The tables below list this model’s estimated top 10 offensive, defensive, and overall players from the 06-07, 07-08, and 08-09 seasons.

[table id=3 /]

[table id=4 /]

[table id=5 /]

As far as uncertainty in the ratings is concerned, we wouldn’t say that any one of these players is better than the other. Also, there are some cases in which we wouldn’t say that a given player is better than the average player.

### Retrodiction Results

Obligatory top 10 lists aside, the real interest is in terms of predictions. Using the retrodiction methodology laid out in the post on retrodicting team efficiency, the ratings from the previous year’s model are used to predict the offensive, defensive, and net efficiency ratings of each team in the next season knowing game location and the 10 players on the court.

The following table lists the results:

[table id=2 /]

The difference in the classical model’s mean absolute error (MAE) and root mean squared error (RMSE) is listed under the MAE Diff and RMSE Diff columns. These are calculated by subtracting the classical model’s result from the hierarchical model’s result. In other words, negative numbers mean our predictions are doing better than the classical model.

Again, one area of interest is in the net efficiency. The graph below shows the predicted net efficiency versus the actual net efficiency:

Unlike the classical model, this model does not predict teams to have very large or small net efficiency ratings, as most fall within +/- 10 points. This is probably a good thing, since most of the actual ratings fall within this range as well.

### Summary

Based on the results above, I consider this basic hierarchical model to better predict efficiency over the classical model.

There is, however, still room for improvement, as we again have some weird results where we predict a net efficiency of -5, yet the actual net efficiency is 15.

Randomness will always give us imperfect results, but this result seems like one that is worth investigating in an effort to provide insight into how we can construct a better model of efficiency.

### 3 Comments on this post

1. Kevin Pelton said:

Good stuff, Ryan. Two questions: Does the assumed normal distribution explain why these numbers are smaller than we see with classic adjusted plus-minus?

Second, who’s that outlier at the top of the chart that this method actually predicted to be a below-.500 team?

September 7th, 2009 at 10:02 pm
2. Ryan said:

The assumed normal distribution for player ratings keeps us from estimating ratings that are extreme (too big or too small) for players with small sample sizes. So this naturally keeps us from making extreme predictions for the future seasons.

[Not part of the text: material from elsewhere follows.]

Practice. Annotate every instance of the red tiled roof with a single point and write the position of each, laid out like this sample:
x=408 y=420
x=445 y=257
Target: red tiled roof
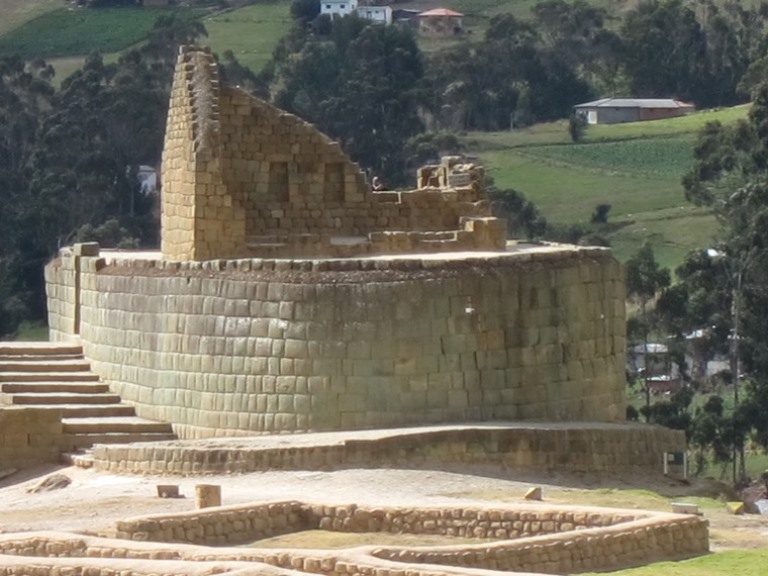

I believe the outlier you’re referring to is the one I mention in the summary. It is the 08-09 Bulls team, where predictions are only made for ~900 possessions since we ignore possessions from guys like D. Rose. I want to better understand why this collection of players did so well, and if we can explain it in any way.

September 7th, 2009 at 10:14 pm
3. Ryan said:

I’ve constructed this spreadsheet that lists all offensive and defensive ratings from this model, with associated standard deviations and 95% credible intervals (which are constructed with the 2.5% and 97.5% quantiles).

September 9th, 2009 at 9:55 pm